After I sewed the ends together, I zigzagged the edges together and zigzagged each open end individually.

Now for some more ironing. Ugh. Here are the steps: 1. Press sewn seams and one end to the inside of the tube. 2. Using the pressed line as a guide for a fold line, press the other side while tucking in the edge. 3. I realize now that this is just step 2 with the iron at a different angle.

Almost done! Now for the top-stitching. The original tutorial calls for hand-stitching, which is my 2nd to least favourite task. So I went ahead and machine stitched it altogether.
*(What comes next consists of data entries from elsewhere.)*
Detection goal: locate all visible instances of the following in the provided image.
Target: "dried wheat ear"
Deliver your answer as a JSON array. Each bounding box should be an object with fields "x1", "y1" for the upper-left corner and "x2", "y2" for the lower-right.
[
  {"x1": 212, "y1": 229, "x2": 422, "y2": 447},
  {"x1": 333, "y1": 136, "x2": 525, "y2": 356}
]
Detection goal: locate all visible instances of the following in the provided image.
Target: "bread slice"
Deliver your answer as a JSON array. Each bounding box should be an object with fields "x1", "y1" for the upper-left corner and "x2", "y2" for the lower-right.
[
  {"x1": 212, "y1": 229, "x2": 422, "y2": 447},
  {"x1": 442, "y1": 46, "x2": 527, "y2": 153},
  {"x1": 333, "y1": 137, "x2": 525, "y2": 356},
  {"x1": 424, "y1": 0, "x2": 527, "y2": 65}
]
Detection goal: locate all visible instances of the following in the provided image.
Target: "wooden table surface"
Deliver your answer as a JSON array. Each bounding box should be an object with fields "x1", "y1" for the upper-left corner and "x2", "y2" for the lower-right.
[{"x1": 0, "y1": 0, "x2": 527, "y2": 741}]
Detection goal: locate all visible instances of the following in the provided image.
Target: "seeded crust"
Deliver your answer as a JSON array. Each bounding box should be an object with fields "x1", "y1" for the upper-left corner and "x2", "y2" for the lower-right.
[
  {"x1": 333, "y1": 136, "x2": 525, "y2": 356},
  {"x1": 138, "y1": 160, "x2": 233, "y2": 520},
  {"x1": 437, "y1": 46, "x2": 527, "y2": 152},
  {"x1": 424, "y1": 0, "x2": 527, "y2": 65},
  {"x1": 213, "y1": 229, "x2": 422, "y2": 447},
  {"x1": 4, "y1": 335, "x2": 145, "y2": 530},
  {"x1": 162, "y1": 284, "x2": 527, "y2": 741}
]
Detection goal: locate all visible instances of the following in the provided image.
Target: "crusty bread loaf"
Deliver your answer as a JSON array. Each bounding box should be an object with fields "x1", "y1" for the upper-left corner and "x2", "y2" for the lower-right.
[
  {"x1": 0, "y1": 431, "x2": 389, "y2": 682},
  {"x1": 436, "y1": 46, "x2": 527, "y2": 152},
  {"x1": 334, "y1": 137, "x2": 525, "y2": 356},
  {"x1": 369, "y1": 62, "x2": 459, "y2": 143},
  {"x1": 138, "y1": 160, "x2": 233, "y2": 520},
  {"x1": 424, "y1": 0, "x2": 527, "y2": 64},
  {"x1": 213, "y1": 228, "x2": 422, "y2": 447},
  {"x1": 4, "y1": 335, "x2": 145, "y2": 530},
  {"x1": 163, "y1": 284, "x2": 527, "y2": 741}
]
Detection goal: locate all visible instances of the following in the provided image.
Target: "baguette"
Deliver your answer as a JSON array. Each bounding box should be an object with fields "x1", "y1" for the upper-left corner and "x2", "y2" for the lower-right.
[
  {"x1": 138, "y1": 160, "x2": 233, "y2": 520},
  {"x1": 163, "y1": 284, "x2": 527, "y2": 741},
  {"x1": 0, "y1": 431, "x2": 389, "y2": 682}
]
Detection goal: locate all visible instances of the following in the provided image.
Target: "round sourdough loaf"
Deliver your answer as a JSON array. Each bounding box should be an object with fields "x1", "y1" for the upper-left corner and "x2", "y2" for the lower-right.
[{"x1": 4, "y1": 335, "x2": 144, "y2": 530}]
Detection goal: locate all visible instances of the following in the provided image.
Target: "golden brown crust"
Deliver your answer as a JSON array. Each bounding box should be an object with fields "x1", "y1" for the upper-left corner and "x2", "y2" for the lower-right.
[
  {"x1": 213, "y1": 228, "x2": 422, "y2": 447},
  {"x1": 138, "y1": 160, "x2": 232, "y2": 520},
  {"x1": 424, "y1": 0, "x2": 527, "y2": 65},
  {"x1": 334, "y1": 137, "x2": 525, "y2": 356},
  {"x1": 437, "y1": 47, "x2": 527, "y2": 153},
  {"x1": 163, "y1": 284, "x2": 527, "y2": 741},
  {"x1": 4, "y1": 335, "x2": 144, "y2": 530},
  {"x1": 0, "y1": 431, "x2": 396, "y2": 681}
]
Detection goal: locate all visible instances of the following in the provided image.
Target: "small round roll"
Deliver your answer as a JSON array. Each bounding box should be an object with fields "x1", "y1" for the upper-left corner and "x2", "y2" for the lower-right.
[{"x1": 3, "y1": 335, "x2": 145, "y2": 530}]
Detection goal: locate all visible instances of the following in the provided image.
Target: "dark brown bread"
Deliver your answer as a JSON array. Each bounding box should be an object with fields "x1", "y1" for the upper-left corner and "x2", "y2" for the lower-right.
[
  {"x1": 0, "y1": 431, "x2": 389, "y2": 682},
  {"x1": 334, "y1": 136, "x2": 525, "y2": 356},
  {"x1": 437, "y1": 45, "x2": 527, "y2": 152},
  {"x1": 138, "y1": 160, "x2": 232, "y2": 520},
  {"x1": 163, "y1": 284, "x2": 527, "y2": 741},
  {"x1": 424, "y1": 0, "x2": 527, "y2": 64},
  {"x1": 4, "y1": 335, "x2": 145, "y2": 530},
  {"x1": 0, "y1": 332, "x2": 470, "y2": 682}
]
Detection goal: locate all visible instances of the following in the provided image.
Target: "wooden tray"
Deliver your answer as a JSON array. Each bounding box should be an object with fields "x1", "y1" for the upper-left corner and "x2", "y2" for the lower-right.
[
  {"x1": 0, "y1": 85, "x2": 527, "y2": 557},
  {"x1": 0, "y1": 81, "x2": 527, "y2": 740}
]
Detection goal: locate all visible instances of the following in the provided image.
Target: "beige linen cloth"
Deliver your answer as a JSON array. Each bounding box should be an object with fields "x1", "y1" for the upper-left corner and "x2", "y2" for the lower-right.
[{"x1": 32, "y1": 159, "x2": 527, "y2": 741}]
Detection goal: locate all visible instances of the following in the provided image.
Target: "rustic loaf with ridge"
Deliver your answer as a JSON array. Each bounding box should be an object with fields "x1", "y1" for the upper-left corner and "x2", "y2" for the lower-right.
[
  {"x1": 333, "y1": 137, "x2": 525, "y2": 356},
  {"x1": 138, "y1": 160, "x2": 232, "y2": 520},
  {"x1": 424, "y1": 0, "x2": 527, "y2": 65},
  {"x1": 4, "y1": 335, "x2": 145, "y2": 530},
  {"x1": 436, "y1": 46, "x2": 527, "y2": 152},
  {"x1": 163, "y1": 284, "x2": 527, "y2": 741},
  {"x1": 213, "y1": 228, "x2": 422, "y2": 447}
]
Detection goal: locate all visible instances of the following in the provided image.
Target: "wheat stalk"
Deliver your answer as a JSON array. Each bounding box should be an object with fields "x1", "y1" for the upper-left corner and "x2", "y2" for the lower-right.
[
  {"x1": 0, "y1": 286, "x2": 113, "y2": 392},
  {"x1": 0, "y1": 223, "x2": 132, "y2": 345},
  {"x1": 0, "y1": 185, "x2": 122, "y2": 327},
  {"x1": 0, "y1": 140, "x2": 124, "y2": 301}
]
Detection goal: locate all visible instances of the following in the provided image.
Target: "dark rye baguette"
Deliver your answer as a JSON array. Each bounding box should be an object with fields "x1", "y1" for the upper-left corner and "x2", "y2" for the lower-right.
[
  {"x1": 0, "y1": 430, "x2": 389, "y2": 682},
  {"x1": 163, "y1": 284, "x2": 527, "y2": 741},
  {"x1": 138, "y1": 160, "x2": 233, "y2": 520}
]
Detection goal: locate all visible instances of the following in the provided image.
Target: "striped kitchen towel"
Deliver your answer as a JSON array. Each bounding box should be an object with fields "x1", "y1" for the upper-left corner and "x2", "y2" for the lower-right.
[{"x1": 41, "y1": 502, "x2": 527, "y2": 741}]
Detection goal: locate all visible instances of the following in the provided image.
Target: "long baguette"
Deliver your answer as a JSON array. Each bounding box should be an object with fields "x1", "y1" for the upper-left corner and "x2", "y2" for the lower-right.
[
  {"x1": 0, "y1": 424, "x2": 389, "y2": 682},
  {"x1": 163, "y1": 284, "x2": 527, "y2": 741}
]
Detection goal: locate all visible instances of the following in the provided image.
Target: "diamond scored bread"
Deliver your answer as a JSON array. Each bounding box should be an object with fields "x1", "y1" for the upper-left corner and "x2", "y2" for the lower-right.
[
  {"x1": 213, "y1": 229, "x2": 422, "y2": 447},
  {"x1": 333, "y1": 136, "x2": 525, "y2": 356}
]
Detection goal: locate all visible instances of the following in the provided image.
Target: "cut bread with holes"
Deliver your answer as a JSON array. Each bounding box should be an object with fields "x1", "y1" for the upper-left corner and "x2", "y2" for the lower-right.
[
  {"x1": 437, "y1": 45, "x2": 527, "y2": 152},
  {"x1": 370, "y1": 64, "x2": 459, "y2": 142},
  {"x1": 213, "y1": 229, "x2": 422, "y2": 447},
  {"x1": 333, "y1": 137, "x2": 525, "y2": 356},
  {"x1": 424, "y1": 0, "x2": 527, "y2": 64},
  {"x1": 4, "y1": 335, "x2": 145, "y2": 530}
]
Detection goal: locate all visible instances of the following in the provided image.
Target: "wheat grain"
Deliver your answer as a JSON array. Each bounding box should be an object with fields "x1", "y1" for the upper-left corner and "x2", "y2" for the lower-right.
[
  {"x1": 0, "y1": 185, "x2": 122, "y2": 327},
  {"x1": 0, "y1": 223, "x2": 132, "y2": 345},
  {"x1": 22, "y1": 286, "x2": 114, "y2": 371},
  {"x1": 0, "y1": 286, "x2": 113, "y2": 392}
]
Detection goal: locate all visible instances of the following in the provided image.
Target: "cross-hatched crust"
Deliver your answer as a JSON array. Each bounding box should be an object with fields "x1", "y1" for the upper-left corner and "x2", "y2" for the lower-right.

The stitching on the backside mostly fell in between the seams and doesn’t look too horrible. In the pictures below, you’ll notice that I inverted the outside pleat. This was not intended. Oops.

Finally, some photos of me wearing the scarf. The first one as a single loop.

This one shows the scarf wrapped twice around my neck. Super soft. Super lightweight. Super cozy, without being too warm. Perfect for the SF bay area.

A close-up. You can’t even tell that one side is uneven.

I made a couple of blunders, but take a look at this:

From 2 yards of fabric, I only have a couple of itty bitty scraps left! These scraps are going into a scrap bin, of course. I’m not sure what they will become, but as in Tetris, it is completely satisfying to clear every last brick.